OneDrive vs OneDrive for Business
OneDrive for Business requires a SharePoint or Office 365 subscription and is aimed at business users. All files in OneDrive for Business are synced with SharePoint sites, e.g. project sites, or a user’s personal site. It’s essentially the syncing tool for SharePoint / Office 365, where OneDrive is a cloud-storage solution like Box and Dropbox.
Interested in learning more about the differences between the two? Benjamin Niaulin wrote a very complete blog post comparing OneDrive versus OneDrive for Business that can be found here.
Don’t Forget About Security
OneDrive for Business gives your users a lot more flexibility and ease of use – but all this freedom can also throw up some security issues. When sensitive documents are stored on a user’s OneDrive for Business, security policies must be in place to make sure these documents don’t end up in the wrong hands.
So, how can you ensure security in OneDrive for Business?
User Permissions and Permission Levels
Basic security policies start with granting or denying people access to files. SharePoint uses a permission model where users or groups can be granted a certain permission level. A permission level can be “read only”, or “read and write”.
OneDrive for Business works the same. By default, only the owner has access to their own files. The owner can choose to grant permissions to other users, either internal or external.
You can read more about user permissions and permission levels on the Microsoft site, or if external sharing would be a problem, this can be disabled by Office 365 admins. See here for more information.
Apply IRM to OneDrive for Business
Information Rights Management (IRM) in Office 365 allows site owners to apply encryption and security on a document level. When a SharePoint library is IRM-enabled, documents in that library are encrypted, and restrictions are automatically applied.
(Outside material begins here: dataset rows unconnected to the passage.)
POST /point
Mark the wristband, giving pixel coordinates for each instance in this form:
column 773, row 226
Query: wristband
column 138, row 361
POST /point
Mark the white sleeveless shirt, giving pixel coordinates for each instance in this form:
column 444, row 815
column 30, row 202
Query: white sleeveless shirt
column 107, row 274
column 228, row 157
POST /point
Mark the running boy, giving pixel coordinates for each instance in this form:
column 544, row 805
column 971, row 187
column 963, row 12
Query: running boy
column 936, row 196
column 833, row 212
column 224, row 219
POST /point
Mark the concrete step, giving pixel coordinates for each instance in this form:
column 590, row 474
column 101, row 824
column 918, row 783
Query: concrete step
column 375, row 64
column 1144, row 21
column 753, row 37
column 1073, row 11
Even when somebody outside the organization wants to gain access to the document, they still may not be able to open it.
The good thing is, IRM is also available for OneDrive for Business, as announced back in 2014. When users are storing sensitive data in OneDrive for Business (or anywhere for that matter), IRM should be part of your security policy.
Data Encryption Minimizes the Risks Even Further
With the introduction of portable disk drives, a major security issue was introduced. OneDrive for Business stores files locally on a disk drive so even when user permissions are set up correctly, someone of a nefarious nature could gain access to certain files by just stealing the portable disk drive containing all the documents.
When files are synced from SharePoint / Office 365 to the user’s OneDrive for Business, the data is encrypted on the way. By enabling disk drive encryption like BitLocker, the data on the disk becomes encrypted as well. If a malicious person wanted to gain physical access to the files, BitLocker would prevent them from being opened.
Enough Security Features Available for OneDrive for Business
OneDrive for Business is a very popular tool, as it integrates with the familiar Windows Explorer. Even in today’s era of amazing SharePoint portals, users still use Windows Explorer to manage their files. OneDrive for Business fills this gap and enables users to sync files with SharePoint / Office 365 while using a familiar user interface.
Depending on the types of documents stored, different levels of security may be applied. Not every organization requires IRM, but you should definitely think about it. Remember, prevention is better than cure!
How well adopted is OneDrive for Business within your organization?